Gail Thibert war Sängerin der Synth-Punkband ADVENTURES IN COLOUR, bevor sie ans Keyboard wechselte. Anfang der Achtziger spielte sie bei LOST CHERREES, eine jener Bands, welche der harschen Schwarzweiß-Welt der Anarchopunk-Szene ein bisschen Farbe und Melodie hinzufügten. Musik zu machen war und ist bei weitem nicht die einzige Aktivität Thiberts. Im Sommer 2018 wurde ihre Autobiografie „Soap The Stamps, Jump The Tube“ veröffentlicht, welche die Lebensjahre zwischen 18 und 30 umfasst.
Gail, deine Autobiografie endet damit, dass du ein Konzert der Metal-Band EXTREME besuchst. Wo liegen die musikalischen Präferenzen heutzutage?
Selbstverständlich habe ich eine Schwäche für romantische Balladen wie „More than words“, aber mein Musikgeschmack war stets vielfältig. Heute kriege ich nicht mehr so viel neue Musik mit wie früher, als die Hausarbeit zu John Peel gemacht wurde und man haufenweise neue, fantastische Bands kennenlernen konnte. Ich mag immer noch Punk, Ska und Reggae, gerade habe ich mir die neuen Alben von SPEAR OF DESTINY und THE DAMNED gekauft, und es lief häufig JOY DIVISION, da ich bei der Tribute-Band CTRL eingestiegen bin. Aber momentan höre ich vor allem die Musik meiner aktuellen Band.

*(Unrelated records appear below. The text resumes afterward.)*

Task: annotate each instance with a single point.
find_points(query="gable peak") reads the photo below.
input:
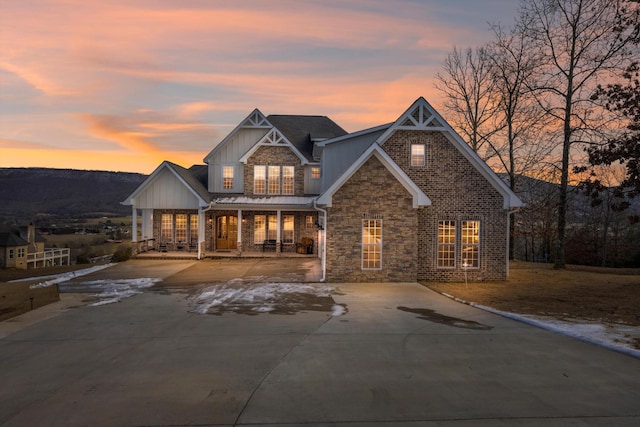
(256, 120)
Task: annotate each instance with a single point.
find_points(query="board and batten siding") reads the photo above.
(229, 154)
(311, 185)
(166, 191)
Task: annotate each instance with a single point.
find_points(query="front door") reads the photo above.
(227, 232)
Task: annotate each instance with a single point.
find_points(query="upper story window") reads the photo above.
(316, 172)
(227, 177)
(287, 179)
(273, 180)
(418, 157)
(259, 179)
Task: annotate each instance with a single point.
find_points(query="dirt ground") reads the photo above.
(589, 293)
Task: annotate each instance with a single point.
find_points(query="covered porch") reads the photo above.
(154, 254)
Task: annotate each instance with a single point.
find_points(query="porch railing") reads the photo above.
(48, 257)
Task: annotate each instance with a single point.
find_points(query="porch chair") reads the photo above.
(305, 246)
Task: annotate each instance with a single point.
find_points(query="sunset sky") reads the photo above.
(121, 85)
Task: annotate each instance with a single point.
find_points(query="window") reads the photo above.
(287, 179)
(446, 244)
(316, 172)
(272, 227)
(193, 228)
(371, 244)
(310, 221)
(259, 229)
(259, 179)
(181, 227)
(287, 229)
(274, 180)
(470, 244)
(227, 177)
(417, 155)
(166, 228)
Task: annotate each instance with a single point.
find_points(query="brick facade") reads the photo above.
(372, 192)
(458, 192)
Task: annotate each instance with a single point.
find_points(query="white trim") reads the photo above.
(273, 138)
(233, 177)
(255, 120)
(362, 244)
(419, 198)
(424, 154)
(478, 246)
(164, 165)
(426, 116)
(455, 244)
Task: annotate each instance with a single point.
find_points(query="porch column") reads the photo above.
(134, 229)
(278, 232)
(239, 242)
(201, 234)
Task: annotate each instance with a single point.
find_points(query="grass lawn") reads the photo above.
(578, 293)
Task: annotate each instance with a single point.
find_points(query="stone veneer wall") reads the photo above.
(458, 192)
(372, 192)
(248, 243)
(274, 156)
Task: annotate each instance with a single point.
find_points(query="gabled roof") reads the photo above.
(419, 198)
(10, 239)
(422, 116)
(302, 131)
(373, 132)
(190, 181)
(274, 138)
(255, 120)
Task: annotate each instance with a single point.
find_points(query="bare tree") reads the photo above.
(579, 43)
(468, 86)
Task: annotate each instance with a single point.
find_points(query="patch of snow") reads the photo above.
(255, 297)
(338, 310)
(60, 278)
(615, 337)
(111, 291)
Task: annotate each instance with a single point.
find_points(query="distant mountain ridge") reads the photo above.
(26, 193)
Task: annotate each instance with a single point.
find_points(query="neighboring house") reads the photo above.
(404, 201)
(17, 243)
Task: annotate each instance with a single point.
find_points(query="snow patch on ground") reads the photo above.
(620, 338)
(110, 291)
(60, 278)
(254, 298)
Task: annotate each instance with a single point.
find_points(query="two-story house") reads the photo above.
(403, 201)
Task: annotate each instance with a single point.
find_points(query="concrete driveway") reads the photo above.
(401, 355)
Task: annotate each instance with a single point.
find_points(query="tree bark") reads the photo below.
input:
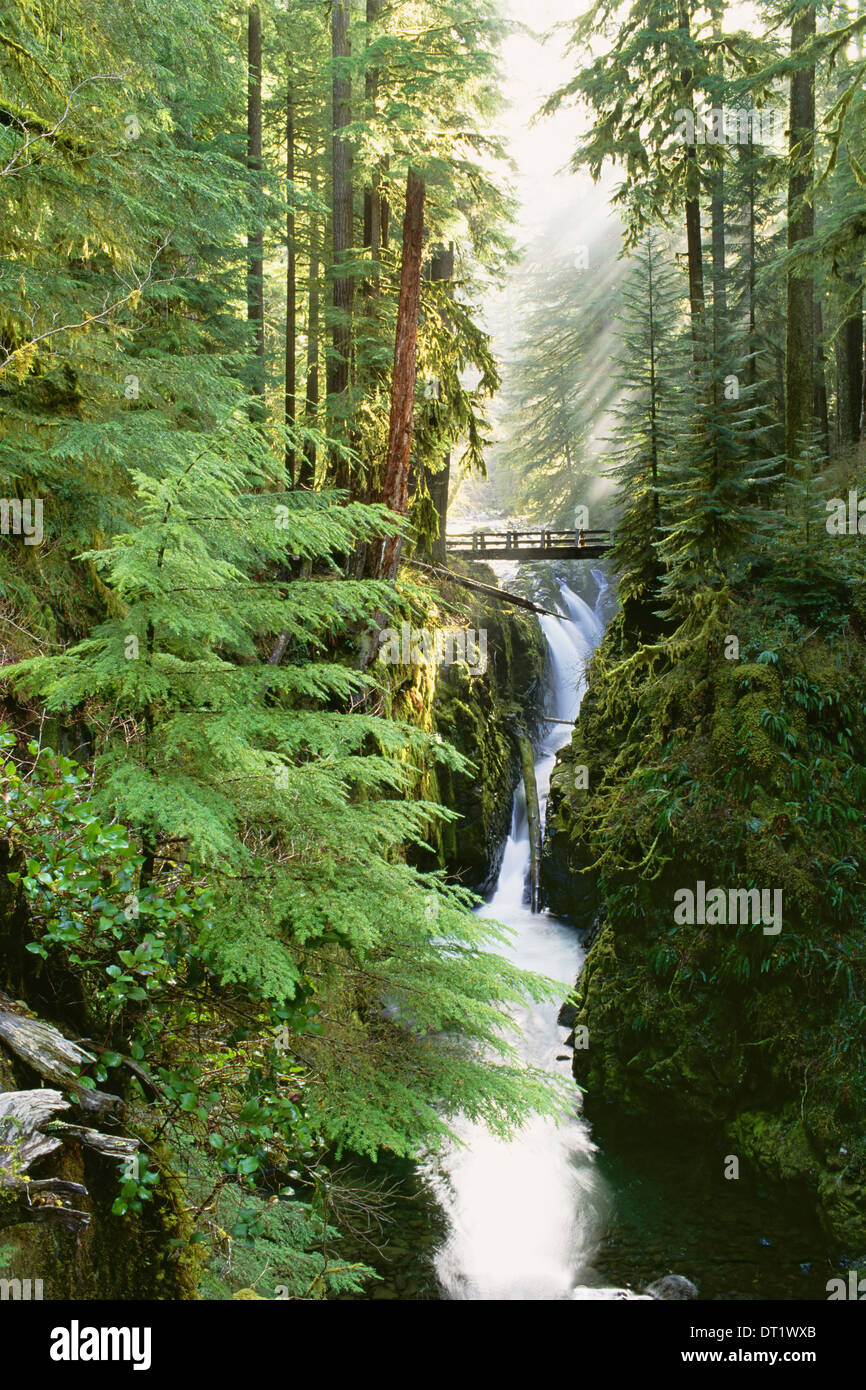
(850, 373)
(373, 198)
(255, 280)
(306, 477)
(291, 344)
(799, 341)
(338, 369)
(438, 484)
(692, 214)
(405, 369)
(527, 763)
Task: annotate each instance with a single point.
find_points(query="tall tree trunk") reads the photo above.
(405, 369)
(338, 369)
(692, 211)
(747, 157)
(291, 345)
(719, 271)
(255, 278)
(306, 477)
(850, 371)
(799, 342)
(438, 484)
(820, 380)
(373, 198)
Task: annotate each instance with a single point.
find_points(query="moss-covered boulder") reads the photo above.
(736, 766)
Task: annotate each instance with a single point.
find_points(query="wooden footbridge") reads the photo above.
(530, 545)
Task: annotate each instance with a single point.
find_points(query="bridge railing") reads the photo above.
(542, 540)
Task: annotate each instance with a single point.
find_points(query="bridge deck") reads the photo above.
(530, 545)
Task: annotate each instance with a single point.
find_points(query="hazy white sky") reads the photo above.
(541, 150)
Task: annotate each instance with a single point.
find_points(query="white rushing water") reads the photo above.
(524, 1216)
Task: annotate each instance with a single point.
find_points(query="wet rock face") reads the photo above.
(748, 1036)
(672, 1287)
(474, 713)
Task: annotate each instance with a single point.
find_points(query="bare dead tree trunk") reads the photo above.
(291, 344)
(799, 342)
(338, 370)
(255, 278)
(405, 369)
(438, 484)
(312, 395)
(692, 214)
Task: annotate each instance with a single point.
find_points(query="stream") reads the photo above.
(562, 1211)
(542, 1246)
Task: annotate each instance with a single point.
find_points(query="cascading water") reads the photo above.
(526, 1215)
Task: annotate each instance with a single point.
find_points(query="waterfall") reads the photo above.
(524, 1216)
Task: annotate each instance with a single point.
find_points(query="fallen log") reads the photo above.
(53, 1055)
(24, 1198)
(481, 588)
(31, 1127)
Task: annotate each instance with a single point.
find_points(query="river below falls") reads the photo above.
(560, 1212)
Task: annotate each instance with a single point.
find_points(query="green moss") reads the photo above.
(741, 774)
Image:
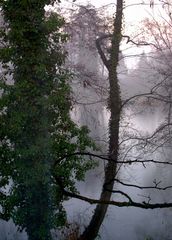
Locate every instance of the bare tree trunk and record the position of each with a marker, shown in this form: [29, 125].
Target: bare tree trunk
[92, 230]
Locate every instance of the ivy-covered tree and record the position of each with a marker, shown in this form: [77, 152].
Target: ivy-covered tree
[37, 136]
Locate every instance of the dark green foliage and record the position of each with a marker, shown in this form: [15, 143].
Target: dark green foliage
[36, 130]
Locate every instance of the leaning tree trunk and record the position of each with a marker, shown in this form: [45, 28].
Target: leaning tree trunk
[92, 230]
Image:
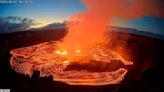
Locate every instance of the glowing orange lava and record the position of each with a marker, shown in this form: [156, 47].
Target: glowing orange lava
[50, 61]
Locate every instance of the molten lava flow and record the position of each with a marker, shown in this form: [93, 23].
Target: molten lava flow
[50, 61]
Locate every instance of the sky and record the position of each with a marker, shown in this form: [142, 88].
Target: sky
[49, 11]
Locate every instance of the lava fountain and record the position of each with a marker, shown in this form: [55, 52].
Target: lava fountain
[82, 58]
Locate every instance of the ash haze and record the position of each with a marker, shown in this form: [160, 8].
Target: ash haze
[150, 17]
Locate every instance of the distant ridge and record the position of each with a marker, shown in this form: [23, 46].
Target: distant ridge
[137, 32]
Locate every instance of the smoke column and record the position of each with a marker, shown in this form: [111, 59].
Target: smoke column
[88, 27]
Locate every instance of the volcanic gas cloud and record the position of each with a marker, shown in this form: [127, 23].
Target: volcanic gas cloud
[78, 58]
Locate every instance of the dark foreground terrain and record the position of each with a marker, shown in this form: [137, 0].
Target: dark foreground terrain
[146, 75]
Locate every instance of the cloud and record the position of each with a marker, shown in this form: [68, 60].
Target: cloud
[14, 24]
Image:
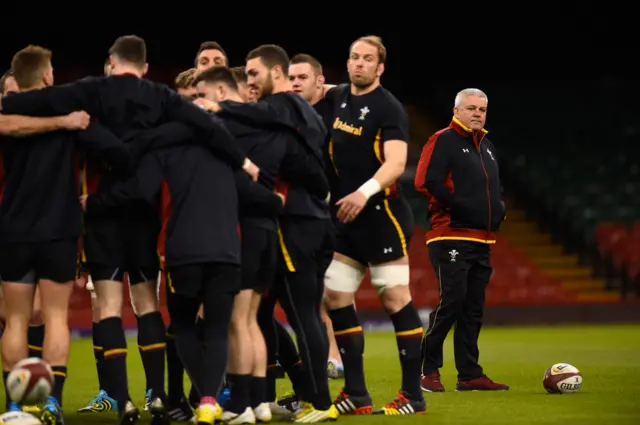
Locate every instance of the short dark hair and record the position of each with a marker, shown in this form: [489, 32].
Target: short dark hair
[184, 80]
[375, 41]
[305, 58]
[239, 74]
[29, 64]
[271, 55]
[131, 49]
[3, 80]
[211, 45]
[218, 74]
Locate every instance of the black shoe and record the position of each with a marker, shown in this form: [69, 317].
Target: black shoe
[129, 414]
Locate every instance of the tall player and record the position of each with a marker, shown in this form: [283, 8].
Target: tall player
[307, 80]
[368, 150]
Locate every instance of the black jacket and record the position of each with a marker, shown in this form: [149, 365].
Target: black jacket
[305, 127]
[41, 187]
[458, 172]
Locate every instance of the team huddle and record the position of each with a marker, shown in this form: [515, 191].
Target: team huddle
[246, 187]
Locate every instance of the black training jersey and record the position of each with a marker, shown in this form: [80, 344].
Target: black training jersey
[204, 196]
[40, 202]
[360, 127]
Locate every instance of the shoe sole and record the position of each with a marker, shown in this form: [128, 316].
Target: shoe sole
[432, 390]
[159, 417]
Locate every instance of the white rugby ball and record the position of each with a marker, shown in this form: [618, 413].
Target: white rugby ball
[30, 381]
[562, 378]
[18, 418]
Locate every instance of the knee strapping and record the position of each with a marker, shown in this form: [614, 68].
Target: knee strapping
[342, 277]
[389, 276]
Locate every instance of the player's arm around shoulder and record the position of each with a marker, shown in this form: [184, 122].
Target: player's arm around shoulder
[23, 126]
[394, 134]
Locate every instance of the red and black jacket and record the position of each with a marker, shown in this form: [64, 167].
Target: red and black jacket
[458, 172]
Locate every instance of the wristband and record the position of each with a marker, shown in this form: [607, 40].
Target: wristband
[370, 188]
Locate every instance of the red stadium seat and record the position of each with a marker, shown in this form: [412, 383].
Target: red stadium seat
[607, 235]
[635, 232]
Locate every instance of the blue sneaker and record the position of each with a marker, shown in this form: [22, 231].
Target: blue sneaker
[100, 403]
[335, 370]
[51, 413]
[147, 400]
[224, 397]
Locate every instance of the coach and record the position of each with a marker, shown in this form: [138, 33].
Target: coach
[463, 226]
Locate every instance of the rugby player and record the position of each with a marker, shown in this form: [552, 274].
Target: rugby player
[184, 83]
[368, 150]
[305, 214]
[202, 249]
[114, 245]
[210, 54]
[276, 153]
[307, 80]
[40, 188]
[243, 87]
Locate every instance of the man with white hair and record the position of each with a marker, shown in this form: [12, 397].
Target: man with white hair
[463, 226]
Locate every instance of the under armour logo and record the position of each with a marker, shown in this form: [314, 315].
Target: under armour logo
[453, 254]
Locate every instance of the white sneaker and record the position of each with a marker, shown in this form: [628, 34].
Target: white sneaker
[232, 418]
[263, 412]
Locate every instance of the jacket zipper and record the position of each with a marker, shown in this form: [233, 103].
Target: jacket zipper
[486, 175]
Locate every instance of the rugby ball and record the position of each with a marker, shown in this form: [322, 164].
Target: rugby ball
[562, 378]
[30, 381]
[18, 418]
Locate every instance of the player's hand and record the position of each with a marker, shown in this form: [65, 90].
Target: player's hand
[207, 104]
[253, 171]
[83, 202]
[350, 206]
[81, 282]
[78, 120]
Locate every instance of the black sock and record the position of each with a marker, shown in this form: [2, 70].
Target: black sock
[350, 340]
[35, 338]
[59, 377]
[7, 399]
[294, 372]
[98, 354]
[114, 346]
[175, 370]
[408, 327]
[152, 344]
[258, 391]
[200, 328]
[240, 393]
[272, 375]
[289, 358]
[229, 380]
[194, 396]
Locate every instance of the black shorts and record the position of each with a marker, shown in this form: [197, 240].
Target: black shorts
[29, 262]
[305, 243]
[191, 280]
[380, 234]
[259, 257]
[115, 247]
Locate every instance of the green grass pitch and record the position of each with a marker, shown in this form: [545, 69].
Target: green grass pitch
[607, 356]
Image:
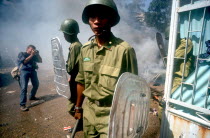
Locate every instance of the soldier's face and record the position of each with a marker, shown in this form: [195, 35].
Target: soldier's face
[68, 37]
[99, 22]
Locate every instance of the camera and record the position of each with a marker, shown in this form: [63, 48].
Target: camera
[36, 51]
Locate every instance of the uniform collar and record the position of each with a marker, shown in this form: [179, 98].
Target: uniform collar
[111, 43]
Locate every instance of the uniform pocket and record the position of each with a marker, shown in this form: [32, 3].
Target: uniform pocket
[108, 77]
[88, 72]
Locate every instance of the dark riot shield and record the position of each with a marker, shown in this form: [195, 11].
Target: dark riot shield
[130, 107]
[60, 78]
[161, 47]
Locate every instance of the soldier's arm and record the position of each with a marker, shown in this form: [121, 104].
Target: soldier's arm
[80, 99]
[39, 58]
[131, 61]
[80, 88]
[73, 58]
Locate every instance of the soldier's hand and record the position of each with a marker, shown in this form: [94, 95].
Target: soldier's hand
[78, 114]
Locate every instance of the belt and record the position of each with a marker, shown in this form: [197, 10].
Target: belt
[100, 103]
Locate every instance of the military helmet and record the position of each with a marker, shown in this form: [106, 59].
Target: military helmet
[69, 26]
[111, 6]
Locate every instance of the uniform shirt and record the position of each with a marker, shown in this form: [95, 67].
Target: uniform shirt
[101, 67]
[72, 61]
[31, 65]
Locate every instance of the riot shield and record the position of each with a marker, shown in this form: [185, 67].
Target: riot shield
[60, 78]
[130, 107]
[160, 44]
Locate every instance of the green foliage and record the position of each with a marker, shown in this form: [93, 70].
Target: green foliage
[158, 14]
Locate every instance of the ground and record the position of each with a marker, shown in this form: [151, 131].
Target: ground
[46, 119]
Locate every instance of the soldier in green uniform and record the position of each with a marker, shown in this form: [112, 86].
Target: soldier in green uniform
[70, 29]
[102, 60]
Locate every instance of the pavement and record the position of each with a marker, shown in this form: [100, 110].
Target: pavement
[45, 118]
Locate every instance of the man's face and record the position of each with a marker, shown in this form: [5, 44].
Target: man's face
[68, 37]
[29, 50]
[99, 22]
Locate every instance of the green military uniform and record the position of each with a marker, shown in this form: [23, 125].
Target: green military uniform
[72, 67]
[99, 71]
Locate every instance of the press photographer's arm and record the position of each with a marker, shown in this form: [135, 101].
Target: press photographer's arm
[33, 53]
[39, 59]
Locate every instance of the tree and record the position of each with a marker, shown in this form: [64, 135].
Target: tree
[158, 14]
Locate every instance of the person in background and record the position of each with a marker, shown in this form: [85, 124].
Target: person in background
[27, 63]
[70, 29]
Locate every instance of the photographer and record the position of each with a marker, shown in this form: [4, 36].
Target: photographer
[27, 63]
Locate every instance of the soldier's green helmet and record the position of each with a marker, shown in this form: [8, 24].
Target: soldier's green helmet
[110, 6]
[70, 26]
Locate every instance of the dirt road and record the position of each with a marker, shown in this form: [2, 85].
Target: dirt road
[43, 120]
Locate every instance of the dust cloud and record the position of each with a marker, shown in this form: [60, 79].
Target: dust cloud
[24, 22]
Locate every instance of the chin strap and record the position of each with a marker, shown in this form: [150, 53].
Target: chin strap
[103, 32]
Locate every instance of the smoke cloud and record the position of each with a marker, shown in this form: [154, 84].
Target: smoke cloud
[25, 22]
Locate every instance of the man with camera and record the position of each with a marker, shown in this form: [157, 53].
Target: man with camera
[27, 63]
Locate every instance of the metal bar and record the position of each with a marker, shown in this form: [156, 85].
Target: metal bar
[207, 93]
[187, 83]
[201, 4]
[207, 59]
[59, 68]
[60, 83]
[185, 53]
[194, 31]
[199, 49]
[189, 117]
[178, 58]
[75, 128]
[193, 107]
[170, 65]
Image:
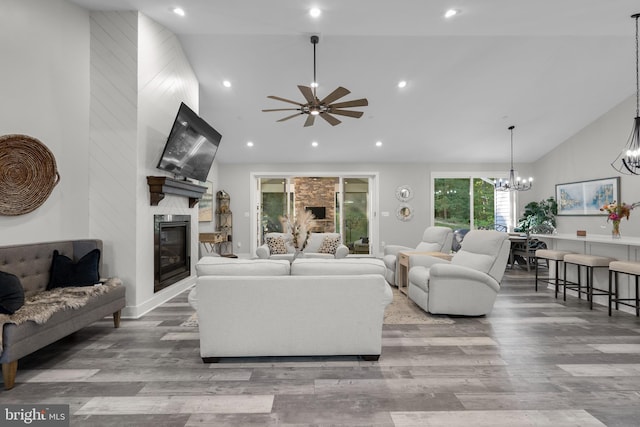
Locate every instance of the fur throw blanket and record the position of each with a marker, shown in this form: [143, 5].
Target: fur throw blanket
[40, 306]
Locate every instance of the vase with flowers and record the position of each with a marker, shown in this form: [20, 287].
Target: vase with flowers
[299, 229]
[615, 212]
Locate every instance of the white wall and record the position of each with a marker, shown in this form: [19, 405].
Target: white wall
[44, 82]
[588, 155]
[139, 77]
[165, 79]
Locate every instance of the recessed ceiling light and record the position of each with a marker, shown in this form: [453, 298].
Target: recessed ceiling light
[451, 13]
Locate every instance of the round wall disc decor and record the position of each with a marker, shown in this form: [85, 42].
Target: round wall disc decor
[28, 174]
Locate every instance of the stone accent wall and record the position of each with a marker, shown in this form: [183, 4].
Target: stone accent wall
[313, 191]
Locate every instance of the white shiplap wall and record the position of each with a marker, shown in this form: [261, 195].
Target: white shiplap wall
[139, 76]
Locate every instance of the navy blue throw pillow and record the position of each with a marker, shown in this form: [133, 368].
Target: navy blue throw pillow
[65, 272]
[11, 293]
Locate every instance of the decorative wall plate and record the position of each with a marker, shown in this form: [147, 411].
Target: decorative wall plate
[404, 193]
[404, 212]
[28, 174]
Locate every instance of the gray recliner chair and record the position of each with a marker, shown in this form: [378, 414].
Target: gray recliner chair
[434, 239]
[469, 283]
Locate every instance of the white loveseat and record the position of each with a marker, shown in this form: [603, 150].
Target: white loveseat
[318, 307]
[311, 250]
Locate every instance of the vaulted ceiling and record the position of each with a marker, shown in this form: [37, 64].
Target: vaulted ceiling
[548, 67]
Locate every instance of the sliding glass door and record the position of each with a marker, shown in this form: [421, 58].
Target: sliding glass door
[340, 204]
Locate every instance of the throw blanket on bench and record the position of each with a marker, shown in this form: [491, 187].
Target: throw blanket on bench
[41, 306]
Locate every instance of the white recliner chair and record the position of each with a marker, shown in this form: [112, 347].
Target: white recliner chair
[434, 239]
[468, 284]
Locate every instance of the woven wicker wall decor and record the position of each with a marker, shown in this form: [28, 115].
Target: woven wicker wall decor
[28, 174]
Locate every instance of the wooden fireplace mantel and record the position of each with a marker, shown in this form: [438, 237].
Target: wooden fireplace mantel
[161, 185]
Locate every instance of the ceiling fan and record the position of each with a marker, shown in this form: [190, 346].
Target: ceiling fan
[326, 107]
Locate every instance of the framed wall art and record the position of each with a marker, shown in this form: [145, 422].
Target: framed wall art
[587, 197]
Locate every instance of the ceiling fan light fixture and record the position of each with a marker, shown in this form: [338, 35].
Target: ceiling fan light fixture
[326, 107]
[451, 13]
[628, 161]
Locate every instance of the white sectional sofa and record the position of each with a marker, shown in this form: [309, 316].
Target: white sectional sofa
[312, 307]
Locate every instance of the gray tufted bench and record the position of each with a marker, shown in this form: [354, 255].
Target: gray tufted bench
[31, 264]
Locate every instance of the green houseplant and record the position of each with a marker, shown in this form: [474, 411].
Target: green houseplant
[539, 217]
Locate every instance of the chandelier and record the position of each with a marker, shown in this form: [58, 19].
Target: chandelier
[628, 161]
[514, 182]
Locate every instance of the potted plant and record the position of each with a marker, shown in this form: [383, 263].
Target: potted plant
[539, 217]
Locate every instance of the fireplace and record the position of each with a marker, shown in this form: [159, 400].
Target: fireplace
[172, 258]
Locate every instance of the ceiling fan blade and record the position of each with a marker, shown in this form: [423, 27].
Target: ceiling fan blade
[281, 109]
[355, 103]
[356, 114]
[310, 120]
[336, 94]
[284, 100]
[289, 117]
[307, 92]
[329, 118]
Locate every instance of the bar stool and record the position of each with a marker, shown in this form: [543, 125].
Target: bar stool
[630, 268]
[591, 262]
[550, 255]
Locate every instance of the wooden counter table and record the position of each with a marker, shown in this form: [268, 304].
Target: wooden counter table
[403, 266]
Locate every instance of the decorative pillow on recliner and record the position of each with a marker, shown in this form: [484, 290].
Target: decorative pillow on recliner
[329, 245]
[65, 272]
[11, 293]
[276, 245]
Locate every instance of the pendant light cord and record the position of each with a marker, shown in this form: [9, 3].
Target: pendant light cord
[637, 74]
[315, 81]
[511, 129]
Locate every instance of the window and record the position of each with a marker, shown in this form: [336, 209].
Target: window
[470, 201]
[341, 204]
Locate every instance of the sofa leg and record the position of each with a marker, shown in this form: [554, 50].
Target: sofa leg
[370, 357]
[116, 319]
[9, 371]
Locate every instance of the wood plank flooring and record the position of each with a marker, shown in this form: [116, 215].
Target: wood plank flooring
[534, 361]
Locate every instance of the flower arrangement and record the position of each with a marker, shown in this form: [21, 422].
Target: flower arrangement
[615, 212]
[299, 228]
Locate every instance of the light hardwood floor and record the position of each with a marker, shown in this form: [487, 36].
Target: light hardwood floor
[534, 360]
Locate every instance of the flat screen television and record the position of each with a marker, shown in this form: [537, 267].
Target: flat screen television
[319, 212]
[191, 146]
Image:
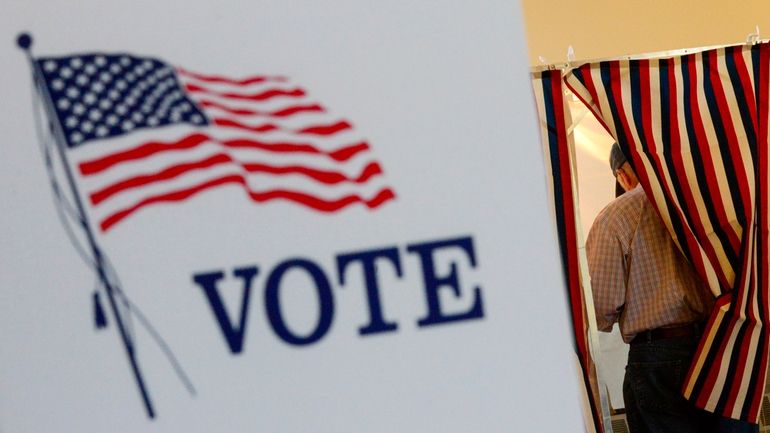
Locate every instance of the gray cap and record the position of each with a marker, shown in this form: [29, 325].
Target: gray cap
[617, 159]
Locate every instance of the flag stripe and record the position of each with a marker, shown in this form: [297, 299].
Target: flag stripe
[196, 139]
[283, 112]
[322, 176]
[259, 96]
[226, 80]
[306, 199]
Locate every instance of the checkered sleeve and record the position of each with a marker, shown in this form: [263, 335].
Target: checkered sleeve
[605, 253]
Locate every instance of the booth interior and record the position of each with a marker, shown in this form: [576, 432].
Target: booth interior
[594, 185]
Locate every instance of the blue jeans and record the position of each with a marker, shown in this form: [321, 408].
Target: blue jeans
[652, 391]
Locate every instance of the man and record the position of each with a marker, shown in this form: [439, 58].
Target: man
[641, 280]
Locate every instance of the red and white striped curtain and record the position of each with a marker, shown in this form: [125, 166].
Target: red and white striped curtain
[555, 118]
[695, 128]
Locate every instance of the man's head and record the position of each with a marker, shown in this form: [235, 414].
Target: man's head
[621, 169]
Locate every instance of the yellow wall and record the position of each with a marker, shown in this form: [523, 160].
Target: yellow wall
[608, 28]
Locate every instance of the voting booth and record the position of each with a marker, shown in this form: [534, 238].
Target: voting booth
[279, 217]
[694, 123]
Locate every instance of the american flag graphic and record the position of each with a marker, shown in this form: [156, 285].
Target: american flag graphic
[140, 133]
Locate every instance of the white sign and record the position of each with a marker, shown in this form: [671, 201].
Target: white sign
[276, 217]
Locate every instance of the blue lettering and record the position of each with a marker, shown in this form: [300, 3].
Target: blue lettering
[208, 282]
[433, 282]
[325, 302]
[368, 260]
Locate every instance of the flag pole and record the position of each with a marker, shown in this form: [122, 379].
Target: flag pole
[24, 41]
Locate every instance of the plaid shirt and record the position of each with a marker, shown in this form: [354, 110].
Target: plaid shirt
[638, 275]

Man hört dich auf dem FLOWERS IN THE DUSTBIN-Album „I’m An Artist Your Rules Don’t Apply“ von 2015, und anlässlich der Buchveröffentlichung standest du mit einigen Bands auf der Bühne. Nach dem Ausstieg bei LOST CHERREES hattest du aber lange nichts mehr gemacht, oder?
Ich habe ein paar Sachen ausprobiert, aber es hat irgendwie nichts mehr gepasst. Ich hatte eine Band mit Wreckless Eric und der NIPPLE ERECTORS-Bassistin Shanne Bradley, und ich könnte ich mich heute dafür ohrfeigen, nicht weitergemacht zu haben, aber ich fühlte mich damals einfach nicht gut genug. Mit den Bands anlässlich des Booklaunchs habe ich bereits früher mal gespielt: Mit Dev, dem Sänger von CTRL, wohnte ich im besetzten Haus in Stamford Hill. Als er mich zur Bandprobe einlud, musste ich ihm erst erklären, dass ich seit dreißig Jahren kein Keyboard mehr angefasst hatte. Er war aber sehr geduldig und ließ mich die Tasten mit farbigen Filzstiften markieren, damit ich mitspielen konnte. Schlussendlich brauchten sie dann trotzdem jemand, der kompetenter war, hat aber Spaß gemacht. In SARAH PINK’S GRAVEDIGGERS bin ich gelandet, nachdem Sarah eigentlich bei ein paar meiner Songs Gitarre spielen sollte. Das ist nun zwei, drei Jahre her und wir haben immer noch an keinem meiner Lieder gearbeitet! Aber Sarah schreibt tolle, catchy Pop-Punk-Songs, und mehrstimmig zu singen gefällt mir.
Erzähl doch noch mehr von diesem Launch-Abend? Irgendwelche Anekdoten? Alte Freunde wiedergefunden? HAGAR THE WOMB und RUBELLA BALLETT haben da auch gespielt ...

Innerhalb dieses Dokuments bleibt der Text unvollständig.